# Permanent fix for clanging lift arms



## 8350HiTech (Jul 26, 2013)

Some folks here have talked about removing the three point linkage entirely for their hay tractors. For those of us that can't (2-pt discbine and 2-pt tedder) dealing with sway chains and turnbuckles can be a constant frustration. My mower tractor has stabilizer bars instead of chains. Some research later, my Deutz has them too. Looking forward to using this cheap modification. $72 each from SpareX. Designed for some Massey and Ford/FornNH applications but easily adapted.


----------



## JoshA (Apr 16, 2008)

Have that system on a Ford 7710-II, loved it forever. 7630 and 7830 Deeres here have the stupidest fricken 3pt design of all time, as far as the blocks are concerned at least. And I cant seem to telescope them out either.


----------



## Bishop (Apr 6, 2015)

I use a bungie cord. Doesn't work worth crap, but it's something.  Those things clang like crazy on my hill land.

You solution looks golden.


----------



## IHCman (Aug 27, 2011)

I use a tarp strap to keep em together. Only hear em clang if its extremely rough.

Neighbor takes his off of a couple of his John Deeres every year. I don't even know if I can take the arms off of my IH's lol.


----------



## JD3430 (Jan 1, 2012)

I thought all tractors had them? Both mine do.


----------



## PaMike (Dec 7, 2013)

Have a part number? Are there different lengths? I


----------



## 8350HiTech (Jul 26, 2013)

JD3430 said:


> I thought all tractors had them? Both mine do.


They certainly should. Kind of like everything should have the claw ends on lift arms.



PaMike said:


> Have a part number? Are there different lengths? I


There were a few different lengths. The ones i bought are 18" fully retracted with a stated max length of 29", though I don't think that would have enough overlap on the threaded end. I ordered it through my local tractor mechanic so I don't have a part number handy. However, these appear to be the two best options for adaptability and were pretty much the two options that I narrowed it down to. I wanted the ball joint in the axle end so that's how I decided.

http://m.ebay.com/itm/371208069432?nav=SEARCH

http://m.ebay.com/itm/231115802279?nav=SEARCH


----------



## 8350HiTech (Jul 26, 2013)

IHCman said:


> I use a tarp strap to keep em together. Only hear em clang if its extremely rough.

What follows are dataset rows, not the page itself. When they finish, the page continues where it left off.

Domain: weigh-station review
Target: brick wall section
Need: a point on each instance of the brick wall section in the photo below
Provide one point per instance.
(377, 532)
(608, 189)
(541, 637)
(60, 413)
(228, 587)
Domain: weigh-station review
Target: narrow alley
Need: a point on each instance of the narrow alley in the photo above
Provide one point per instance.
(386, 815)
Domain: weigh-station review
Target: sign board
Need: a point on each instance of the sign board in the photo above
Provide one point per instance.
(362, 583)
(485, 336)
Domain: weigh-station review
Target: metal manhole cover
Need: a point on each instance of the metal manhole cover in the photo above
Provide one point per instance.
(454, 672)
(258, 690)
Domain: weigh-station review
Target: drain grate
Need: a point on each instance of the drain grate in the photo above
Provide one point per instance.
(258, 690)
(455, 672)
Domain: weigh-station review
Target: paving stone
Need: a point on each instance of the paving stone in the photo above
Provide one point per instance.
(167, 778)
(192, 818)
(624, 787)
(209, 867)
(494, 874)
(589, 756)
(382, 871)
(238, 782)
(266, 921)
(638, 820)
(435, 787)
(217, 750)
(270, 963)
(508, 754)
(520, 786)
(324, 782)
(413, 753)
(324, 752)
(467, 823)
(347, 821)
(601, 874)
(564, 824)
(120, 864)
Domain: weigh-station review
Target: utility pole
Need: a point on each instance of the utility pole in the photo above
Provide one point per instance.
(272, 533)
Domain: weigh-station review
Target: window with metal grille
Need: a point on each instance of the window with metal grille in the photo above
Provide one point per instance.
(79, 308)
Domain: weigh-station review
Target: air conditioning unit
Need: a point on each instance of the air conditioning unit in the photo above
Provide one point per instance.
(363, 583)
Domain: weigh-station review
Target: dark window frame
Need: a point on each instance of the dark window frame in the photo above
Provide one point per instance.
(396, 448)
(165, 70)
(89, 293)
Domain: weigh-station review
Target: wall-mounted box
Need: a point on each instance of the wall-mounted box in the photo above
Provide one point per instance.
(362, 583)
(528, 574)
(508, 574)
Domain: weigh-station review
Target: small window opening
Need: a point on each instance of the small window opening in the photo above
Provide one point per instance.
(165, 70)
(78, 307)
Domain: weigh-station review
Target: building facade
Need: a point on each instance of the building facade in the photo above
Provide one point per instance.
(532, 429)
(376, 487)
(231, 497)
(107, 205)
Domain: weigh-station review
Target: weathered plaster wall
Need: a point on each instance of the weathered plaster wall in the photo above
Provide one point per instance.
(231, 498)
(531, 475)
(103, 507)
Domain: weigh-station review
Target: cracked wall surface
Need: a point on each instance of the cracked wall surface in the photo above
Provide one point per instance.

That works if you want them together. But now I can keep my spread (to avoid banging them into hitches or shafts) and still not have them bang around. And they're so much easier to adjust when it comes time to hitch to a mounted implement.


----------



## barnrope (Mar 22, 2010)

I like to keep quick hitches on all the three points to keep them from banging around so much.


----------



## Grateful11 (Apr 5, 2009)

Bishop said:


> I use a bungie cord. Doesn't work worth crap, but it's something.  Those things clang like crazy on my hill land.
> 
> You solution looks golden.


That's what's on the CaseIH 5140, a bungie cord. There's no stabilizers on the it's 3 pt hitch, just big cast iron blocks with 2 settings.


----------



## Shetland Sheepdog (Mar 31, 2011)

I have the "OEM" telescoping sway bars on my 5610-2. :wub: Took me a while to figure out the proper holes to be able to change from Cat-1 to Cat-2 just by moving the pins, and not having to mess with the threaded adjustment   My 3910 and 5610 have solid sway bars with holes for both categories. ^_^

Edit: Forgot to mention that Bro put "after market" telescoping sway bars on his Ford 5000. They work well also!


----------